The following limit can be simplified using the L'Hôpital's rule: $$\lim_{p\rightarrow 0} \frac{1}{p}\left[\log\left(\int_\Omega f(\mathbf{x})^p\,dV\right) - \log\left(V(\Omega)\right)\right] = \lim_{p\rightarrow 0} \frac{d}{dp}\left[\log\left(\int_\Omega f(\mathbf{x})^p\,dV\right)\right] =\\= \lim_{p\rightarrow 0} \left[\frac{1}{\displaystyle \int_\Omega f(\mathbf{x})^p\,dV}\,\int_\Omega \log(f(\mathbf{x}))\,f(\mathbf{x})^p\,dV\right] = \frac{1}{V(\Omega)}\,\int_\Omega \log(f(\mathbf{x}))\,dV =\\= M_1(\log(f))$$

Therefore, $\boxed{M_0(f) = \exp(M_1(\log(f)))}$.

I had stated that: "If the expression is valid, it seems to me that, if exists $\mathbf{x_0} \in \Omega$ such that $f(\mathbf{x_0}) = 0$, then all means with $p\leq 0$ will be the same: $M_{-\infty} = ... = M_{-2}(f) = M_{-1}(f) = M_{0}(f) = \min\limits_{\Omega}(f) = 0$.". However, I see now that this is not true.

For example, it seems that $f(x) = |x|^n$, with $n>0$, will have $M_{p} = 0$ in any domain containing the origin only for $p \leq -1/n$. It seems that for a single point $\mathbf{x_0} \in \Omega$ such that $f(\mathbf{x_0}) = 0$ to be enough to all means with $p\leq 0$ be $0$, $f$ would have to be flat in $\mathbf{x_0}$.

Still, I am not sure if the inequalities are valid for a function which can be $0$ at some point. So I add to the original question: are these properties valid for a function $f(\mathbf{x})\geq0$ defined over a domain $\Omega$?

Answer 1

Yes, the power mean inequality $M_p(f) \le M_q(f)$ is valid for all $p, q \in [-\infty, \infty]$ and all measurable functions $f \ge 0$, provided we adopt the conventions $0^{-1} = \infty, \infty^{-1} = 0, \log(0) = -\infty$, etc. For real $p, q \ne 0$ this can be shown using Jensen's inequality applied to the function $x \mapsto x^{q/p}$, which is convex when $q > 0$ and concave when $q < 0 $. In the case where $p$ or $q$ is zero, assuming $M_0(f) = \exp(M_1(\log f))$ exists, this follows from Jensen's inequality applied to the $\log$ function.

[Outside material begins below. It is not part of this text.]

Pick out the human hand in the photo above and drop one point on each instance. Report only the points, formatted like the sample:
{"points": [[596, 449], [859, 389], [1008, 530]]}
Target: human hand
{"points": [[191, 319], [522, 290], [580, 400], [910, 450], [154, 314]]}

However, the limit of $M_p$ as $p \to 0$ is not necessarily equal to $M_0(f)$, which also may not exist since $\log f$ can take on both positive and negative values. A sufficient condition for $\lim_{p \to 0^+} M_p(f) = M_0(f)$ is that $M_q(f) < \infty$ for some $q \in (0, \infty)$. Similarly, a sufficient condition for $\lim_{p \to 0^-} M_p(f) = M_0(f)$ is that $M_q(f) > 0$ for some $q \in (-\infty, 0)$. A proof of this fact can be found at this M.SE answer (the comments contain some corrections on the application of convergence theorems).